In Charlotte, N.C., gasoline at nearly $4 a gallon is cracking "the survivors," as credit counselor Bruce G. Hamlett calls them. They're the people who played by the rules and kept up their mortgage and utility payments even as neighbors gave up and moved away, leaving empty homes. Now, crazy prices at the pump are pushing even these survivors over the edge. "They're asking, 'Do I put gas in my car or do I pay this utility bill or do I pay the mortgage?'" says Hamlett, director of economic independence for Charlotte's United Family Services. "It's getting to the point where it's an impossible choice."
For the U.S. economy, the twin shocks from oil and housing have become mutually reinforcing, potentially turning what may be a mild recession into something more threatening. Even those economists who think the U.S. might dodge a recession are concerned. Home prices are seemingly in free fall in much of the country. The Standard & Poor's/Case-Shiller National Home Price Index fell a record 14.1% in the first quarter from a year earlier, S&P reported on May 27. And now oil. After surging nearly 30% in two months, to $131 a barrel on the New York Mercantile Exchange on May 28, oil is twice as expensive as a year ago. "Up until now, housing has been the bigger story. Now I would put energy at potentially the same size," says James D. Hamilton, an economist at the University of California at San Diego.

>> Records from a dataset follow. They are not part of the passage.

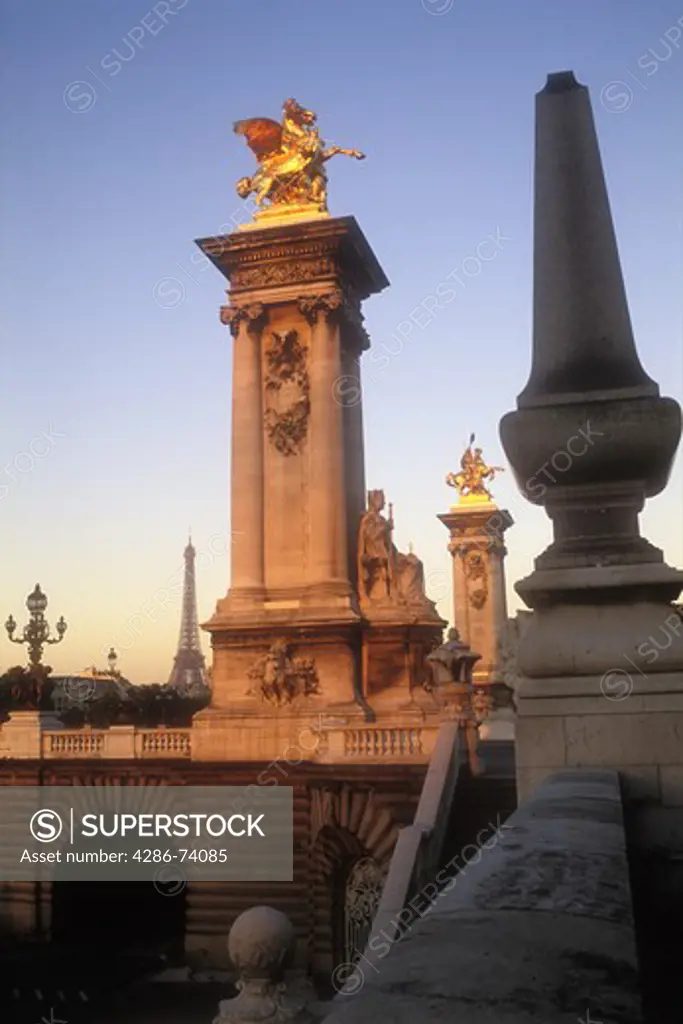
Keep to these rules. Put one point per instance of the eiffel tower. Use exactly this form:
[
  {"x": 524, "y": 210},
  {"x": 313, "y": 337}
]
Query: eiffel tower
[{"x": 188, "y": 673}]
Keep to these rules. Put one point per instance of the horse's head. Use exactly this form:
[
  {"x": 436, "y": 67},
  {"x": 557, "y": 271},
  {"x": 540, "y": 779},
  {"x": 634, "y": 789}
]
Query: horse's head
[{"x": 295, "y": 112}]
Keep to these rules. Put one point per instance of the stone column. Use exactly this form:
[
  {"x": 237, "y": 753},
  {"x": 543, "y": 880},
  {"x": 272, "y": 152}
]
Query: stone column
[
  {"x": 460, "y": 616},
  {"x": 247, "y": 569},
  {"x": 479, "y": 609},
  {"x": 328, "y": 552}
]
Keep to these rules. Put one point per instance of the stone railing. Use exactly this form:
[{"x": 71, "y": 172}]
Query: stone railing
[
  {"x": 73, "y": 743},
  {"x": 163, "y": 743},
  {"x": 539, "y": 928},
  {"x": 382, "y": 742},
  {"x": 31, "y": 735},
  {"x": 117, "y": 741}
]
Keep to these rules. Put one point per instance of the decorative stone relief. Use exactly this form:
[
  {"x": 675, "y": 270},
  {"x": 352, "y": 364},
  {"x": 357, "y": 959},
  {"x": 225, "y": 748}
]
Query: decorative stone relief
[
  {"x": 335, "y": 304},
  {"x": 287, "y": 389},
  {"x": 279, "y": 678},
  {"x": 475, "y": 570},
  {"x": 254, "y": 314},
  {"x": 285, "y": 272}
]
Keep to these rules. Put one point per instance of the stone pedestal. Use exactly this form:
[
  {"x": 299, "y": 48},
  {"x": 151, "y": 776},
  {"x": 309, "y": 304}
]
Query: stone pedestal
[
  {"x": 291, "y": 617},
  {"x": 22, "y": 735},
  {"x": 476, "y": 530}
]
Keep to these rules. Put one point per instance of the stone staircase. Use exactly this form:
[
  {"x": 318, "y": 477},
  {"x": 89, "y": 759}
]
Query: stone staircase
[{"x": 480, "y": 803}]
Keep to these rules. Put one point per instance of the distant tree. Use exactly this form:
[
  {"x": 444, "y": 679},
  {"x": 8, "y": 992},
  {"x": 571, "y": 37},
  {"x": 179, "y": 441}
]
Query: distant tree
[{"x": 26, "y": 688}]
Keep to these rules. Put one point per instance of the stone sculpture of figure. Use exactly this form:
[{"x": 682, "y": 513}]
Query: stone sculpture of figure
[
  {"x": 410, "y": 578},
  {"x": 452, "y": 666},
  {"x": 473, "y": 471},
  {"x": 376, "y": 550},
  {"x": 386, "y": 574},
  {"x": 279, "y": 678}
]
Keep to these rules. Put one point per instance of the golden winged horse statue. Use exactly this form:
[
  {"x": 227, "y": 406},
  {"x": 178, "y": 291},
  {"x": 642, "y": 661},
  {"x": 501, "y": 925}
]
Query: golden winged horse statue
[
  {"x": 291, "y": 159},
  {"x": 469, "y": 482}
]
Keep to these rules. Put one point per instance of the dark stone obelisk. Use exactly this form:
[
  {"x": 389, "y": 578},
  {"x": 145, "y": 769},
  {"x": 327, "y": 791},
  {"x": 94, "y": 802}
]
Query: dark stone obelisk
[{"x": 591, "y": 440}]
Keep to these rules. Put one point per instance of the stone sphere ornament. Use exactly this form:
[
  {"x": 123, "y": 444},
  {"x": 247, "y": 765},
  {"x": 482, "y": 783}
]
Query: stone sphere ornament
[{"x": 261, "y": 946}]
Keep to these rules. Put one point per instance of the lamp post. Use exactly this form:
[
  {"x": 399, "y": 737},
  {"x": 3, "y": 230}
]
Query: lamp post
[{"x": 36, "y": 634}]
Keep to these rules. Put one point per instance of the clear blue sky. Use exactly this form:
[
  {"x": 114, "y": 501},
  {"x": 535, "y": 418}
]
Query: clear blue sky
[{"x": 105, "y": 183}]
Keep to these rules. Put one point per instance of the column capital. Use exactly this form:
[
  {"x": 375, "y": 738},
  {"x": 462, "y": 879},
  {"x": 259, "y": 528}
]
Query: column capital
[
  {"x": 327, "y": 303},
  {"x": 254, "y": 315}
]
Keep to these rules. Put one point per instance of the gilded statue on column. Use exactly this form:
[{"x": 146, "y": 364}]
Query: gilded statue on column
[
  {"x": 291, "y": 159},
  {"x": 473, "y": 471},
  {"x": 386, "y": 576}
]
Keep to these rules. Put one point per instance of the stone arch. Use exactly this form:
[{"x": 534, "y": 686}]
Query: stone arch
[{"x": 348, "y": 825}]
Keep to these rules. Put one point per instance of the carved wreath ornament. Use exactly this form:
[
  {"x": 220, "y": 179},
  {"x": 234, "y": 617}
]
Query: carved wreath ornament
[
  {"x": 476, "y": 572},
  {"x": 287, "y": 388}
]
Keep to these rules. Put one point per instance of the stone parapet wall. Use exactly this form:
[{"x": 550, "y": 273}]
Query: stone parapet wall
[{"x": 540, "y": 928}]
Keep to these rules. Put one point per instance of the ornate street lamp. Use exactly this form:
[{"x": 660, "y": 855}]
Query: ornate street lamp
[{"x": 36, "y": 633}]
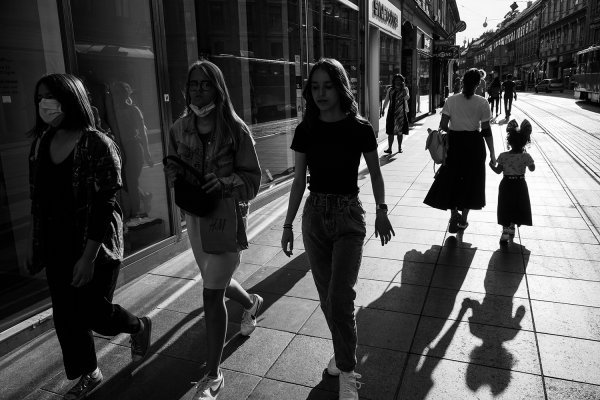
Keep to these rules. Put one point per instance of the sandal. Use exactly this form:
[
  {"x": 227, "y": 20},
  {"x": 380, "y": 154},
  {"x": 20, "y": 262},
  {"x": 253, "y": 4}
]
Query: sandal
[{"x": 453, "y": 223}]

It's enough to make a lot of people downright depressed. According to the Conference Board Consumer Confidence Survey released on May 27, Americans' expectations for the economy over the next six months hit their lowest point since the dark days of December, 1973—during a long recession triggered by an Arab oil embargo. Businesses aren't feeling exuberant, either. New orders for durable goods fell half a percent in April, the third decline in four months. Michael S. Hanson, senior U.S. economist at Lehman Brothers (LEH), expects the U.S. economy to grow at a slow 1.2% in 2008 and an even weaker 0.6% in 2009 as the headwinds from oil, housing, and the credit crunch continue.
Given enough time, history shows, Americans can adjust to almost anything, from the demise of the family farm to the decline in factory jobs. In the long run, they can adapt to high oil prices by buying fuel-efficient vehicles or finding jobs closer to home. Likewise, with enough time, if they can't afford their homes, they can eventually cut a deal with their lenders or quietly move to a cheaper house or rental.

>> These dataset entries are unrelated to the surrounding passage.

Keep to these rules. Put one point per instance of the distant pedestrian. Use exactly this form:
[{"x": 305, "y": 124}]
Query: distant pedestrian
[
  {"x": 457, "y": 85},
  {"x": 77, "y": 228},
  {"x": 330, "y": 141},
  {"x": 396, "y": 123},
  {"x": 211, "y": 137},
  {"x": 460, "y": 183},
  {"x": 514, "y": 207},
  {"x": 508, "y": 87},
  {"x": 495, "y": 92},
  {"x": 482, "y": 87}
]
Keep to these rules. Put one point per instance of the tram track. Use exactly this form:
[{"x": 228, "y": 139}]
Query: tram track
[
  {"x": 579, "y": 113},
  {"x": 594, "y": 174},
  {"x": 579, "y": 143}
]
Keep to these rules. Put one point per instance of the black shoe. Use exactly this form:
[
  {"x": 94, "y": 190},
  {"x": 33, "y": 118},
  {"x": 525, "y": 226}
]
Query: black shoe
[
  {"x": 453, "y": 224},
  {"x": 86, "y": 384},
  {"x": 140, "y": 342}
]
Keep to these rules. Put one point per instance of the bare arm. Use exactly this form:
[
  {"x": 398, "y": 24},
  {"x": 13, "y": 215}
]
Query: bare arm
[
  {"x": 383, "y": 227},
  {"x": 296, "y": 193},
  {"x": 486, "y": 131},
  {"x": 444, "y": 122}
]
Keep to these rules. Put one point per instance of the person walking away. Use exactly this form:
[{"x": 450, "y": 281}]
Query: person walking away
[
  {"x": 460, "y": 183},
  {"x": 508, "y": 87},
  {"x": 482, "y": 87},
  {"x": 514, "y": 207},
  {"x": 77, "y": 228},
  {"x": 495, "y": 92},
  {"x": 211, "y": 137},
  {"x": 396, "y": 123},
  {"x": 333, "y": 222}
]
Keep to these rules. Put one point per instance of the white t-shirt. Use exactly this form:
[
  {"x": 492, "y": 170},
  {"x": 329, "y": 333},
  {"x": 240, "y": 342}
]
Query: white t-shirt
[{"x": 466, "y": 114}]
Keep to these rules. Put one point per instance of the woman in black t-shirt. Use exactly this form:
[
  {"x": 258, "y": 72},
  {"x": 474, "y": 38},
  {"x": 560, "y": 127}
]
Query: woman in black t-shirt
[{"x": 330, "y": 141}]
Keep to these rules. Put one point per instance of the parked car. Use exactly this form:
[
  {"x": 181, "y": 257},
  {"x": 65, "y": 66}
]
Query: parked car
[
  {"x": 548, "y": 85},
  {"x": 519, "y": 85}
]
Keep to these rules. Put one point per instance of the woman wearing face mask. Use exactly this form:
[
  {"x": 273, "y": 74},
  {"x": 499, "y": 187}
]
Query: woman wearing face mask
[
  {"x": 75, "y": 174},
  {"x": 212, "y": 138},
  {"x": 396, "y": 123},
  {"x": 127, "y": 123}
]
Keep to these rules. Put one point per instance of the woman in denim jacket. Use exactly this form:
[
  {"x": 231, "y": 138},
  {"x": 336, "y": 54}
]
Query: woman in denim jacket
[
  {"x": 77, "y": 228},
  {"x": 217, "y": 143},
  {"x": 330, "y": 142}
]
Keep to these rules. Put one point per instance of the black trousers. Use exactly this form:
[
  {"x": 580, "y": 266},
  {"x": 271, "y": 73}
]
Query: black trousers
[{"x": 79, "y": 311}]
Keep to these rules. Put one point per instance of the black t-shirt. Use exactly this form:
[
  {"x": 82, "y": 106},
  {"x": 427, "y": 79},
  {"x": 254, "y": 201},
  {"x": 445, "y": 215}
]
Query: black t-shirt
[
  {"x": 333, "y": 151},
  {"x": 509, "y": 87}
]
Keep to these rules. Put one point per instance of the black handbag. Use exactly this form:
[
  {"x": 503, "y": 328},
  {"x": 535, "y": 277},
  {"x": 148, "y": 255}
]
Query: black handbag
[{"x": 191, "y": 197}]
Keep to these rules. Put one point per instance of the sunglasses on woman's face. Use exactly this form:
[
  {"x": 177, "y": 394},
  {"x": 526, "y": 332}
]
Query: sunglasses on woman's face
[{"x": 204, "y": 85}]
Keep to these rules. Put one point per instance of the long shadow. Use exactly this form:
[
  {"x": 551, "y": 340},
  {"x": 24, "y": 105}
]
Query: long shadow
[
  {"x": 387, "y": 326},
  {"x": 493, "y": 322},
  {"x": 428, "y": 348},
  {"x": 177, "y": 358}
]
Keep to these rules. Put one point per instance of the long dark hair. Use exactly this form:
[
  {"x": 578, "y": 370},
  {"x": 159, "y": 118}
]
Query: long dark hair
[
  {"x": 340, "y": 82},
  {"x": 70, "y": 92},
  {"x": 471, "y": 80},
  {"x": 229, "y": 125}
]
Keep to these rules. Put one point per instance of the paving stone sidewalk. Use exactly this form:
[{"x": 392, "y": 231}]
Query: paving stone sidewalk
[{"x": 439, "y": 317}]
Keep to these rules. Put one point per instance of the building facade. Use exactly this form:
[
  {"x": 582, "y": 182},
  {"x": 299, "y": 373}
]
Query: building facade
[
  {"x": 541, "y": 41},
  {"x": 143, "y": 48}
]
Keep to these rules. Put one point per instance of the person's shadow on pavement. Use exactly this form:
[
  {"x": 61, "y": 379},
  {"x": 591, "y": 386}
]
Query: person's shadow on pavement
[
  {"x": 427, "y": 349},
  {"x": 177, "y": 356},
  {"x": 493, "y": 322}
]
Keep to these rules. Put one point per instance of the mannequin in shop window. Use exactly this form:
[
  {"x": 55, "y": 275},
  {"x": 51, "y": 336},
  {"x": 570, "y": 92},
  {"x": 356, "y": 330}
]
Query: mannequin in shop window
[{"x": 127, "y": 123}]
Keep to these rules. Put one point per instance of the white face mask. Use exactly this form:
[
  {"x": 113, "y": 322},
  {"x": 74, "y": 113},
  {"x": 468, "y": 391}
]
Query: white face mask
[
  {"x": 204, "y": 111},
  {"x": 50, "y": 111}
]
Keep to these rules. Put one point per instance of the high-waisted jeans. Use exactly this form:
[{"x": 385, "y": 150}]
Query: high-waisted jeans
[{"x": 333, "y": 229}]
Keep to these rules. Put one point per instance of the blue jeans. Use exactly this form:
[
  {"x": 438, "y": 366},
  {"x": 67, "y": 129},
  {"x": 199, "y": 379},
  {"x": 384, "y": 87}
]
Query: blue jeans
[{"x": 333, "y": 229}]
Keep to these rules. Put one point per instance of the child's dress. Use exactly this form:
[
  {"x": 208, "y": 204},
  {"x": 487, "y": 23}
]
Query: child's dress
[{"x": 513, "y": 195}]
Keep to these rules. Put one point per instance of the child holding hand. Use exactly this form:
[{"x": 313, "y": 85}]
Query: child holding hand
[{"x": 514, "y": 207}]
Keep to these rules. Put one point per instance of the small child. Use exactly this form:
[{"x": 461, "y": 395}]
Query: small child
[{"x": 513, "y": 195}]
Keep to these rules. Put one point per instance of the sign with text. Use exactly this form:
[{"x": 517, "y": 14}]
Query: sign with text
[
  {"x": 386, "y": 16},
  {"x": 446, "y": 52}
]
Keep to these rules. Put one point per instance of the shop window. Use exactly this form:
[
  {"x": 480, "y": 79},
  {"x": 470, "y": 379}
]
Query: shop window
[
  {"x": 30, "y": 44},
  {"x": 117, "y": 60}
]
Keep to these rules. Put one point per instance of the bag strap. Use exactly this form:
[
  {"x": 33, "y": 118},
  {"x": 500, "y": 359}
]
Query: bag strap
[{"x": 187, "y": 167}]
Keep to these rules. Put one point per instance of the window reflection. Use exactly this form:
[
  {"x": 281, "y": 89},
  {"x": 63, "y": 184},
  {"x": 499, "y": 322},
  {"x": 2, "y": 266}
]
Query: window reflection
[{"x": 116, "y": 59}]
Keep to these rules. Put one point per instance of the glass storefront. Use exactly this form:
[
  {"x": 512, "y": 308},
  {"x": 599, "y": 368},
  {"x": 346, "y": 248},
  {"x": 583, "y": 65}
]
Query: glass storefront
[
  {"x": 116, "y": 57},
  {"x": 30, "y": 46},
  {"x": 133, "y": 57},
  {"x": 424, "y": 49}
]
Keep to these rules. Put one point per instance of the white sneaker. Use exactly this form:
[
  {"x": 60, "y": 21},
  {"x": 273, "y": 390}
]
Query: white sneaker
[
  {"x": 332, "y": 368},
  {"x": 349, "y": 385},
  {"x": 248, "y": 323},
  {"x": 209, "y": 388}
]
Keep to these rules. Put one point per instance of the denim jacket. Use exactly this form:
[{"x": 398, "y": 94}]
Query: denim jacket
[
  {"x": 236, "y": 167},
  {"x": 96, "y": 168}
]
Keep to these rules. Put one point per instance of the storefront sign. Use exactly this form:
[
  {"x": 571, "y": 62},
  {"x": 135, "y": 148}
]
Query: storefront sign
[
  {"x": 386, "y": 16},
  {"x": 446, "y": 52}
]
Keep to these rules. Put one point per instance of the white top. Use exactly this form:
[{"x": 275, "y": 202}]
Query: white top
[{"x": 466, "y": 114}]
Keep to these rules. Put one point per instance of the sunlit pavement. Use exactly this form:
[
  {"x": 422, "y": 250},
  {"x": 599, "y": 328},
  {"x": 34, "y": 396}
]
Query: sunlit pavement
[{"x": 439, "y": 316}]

Trouble is, this ain't the long run. The one-two punch of rising energy prices and falling home prices has landed so quickly that many American families and businesses are breaking rather than bending. The evidence is the rapid rise in foreclosures, bankruptcies, and job losses. Actually, Charlotte is in better shape than most places. Home prices in the metro area were up slightly in March from a year earlier. Things are far worse in cities like Miami (down 25% over the past year), Detroit (down 18%), Phoenix (down 23%), and Las Vegas (down 26%).
The oil and housing woes are felt most heavily by the middle and lower-middle classes. The very poor are less affected because they don't own cars or houses, while the well-off have a cushion of savings and spare income to help them ride out the storm. Those in between have no such buffer.
On the business side, hardest hit are the sectors of the economy that are exposed to both rising oil prices and falling home prices. Detroit, for one. Automakers are being crushed because of falling sales of the gas-guzzling SUVs and pickups that, until now, made up the lion's share of their profits. At the same time, the housing bust has tightened credit conditions, making auto loans harder to get and cutting off the flow of home-equity loans, which many people use to buy vehicles. U.S. motor vehicle sales fell to an annual rate of 14.4 million in April from a total of 16.6 million units last year. Automakers can't do much about the credit squeeze, so they're focused on making more fuel-conserving vehicles. "This is a structural change, not a cyclical one," Ford Motor (F) CEO Alan R. Mulally acknowledged to reporters recently.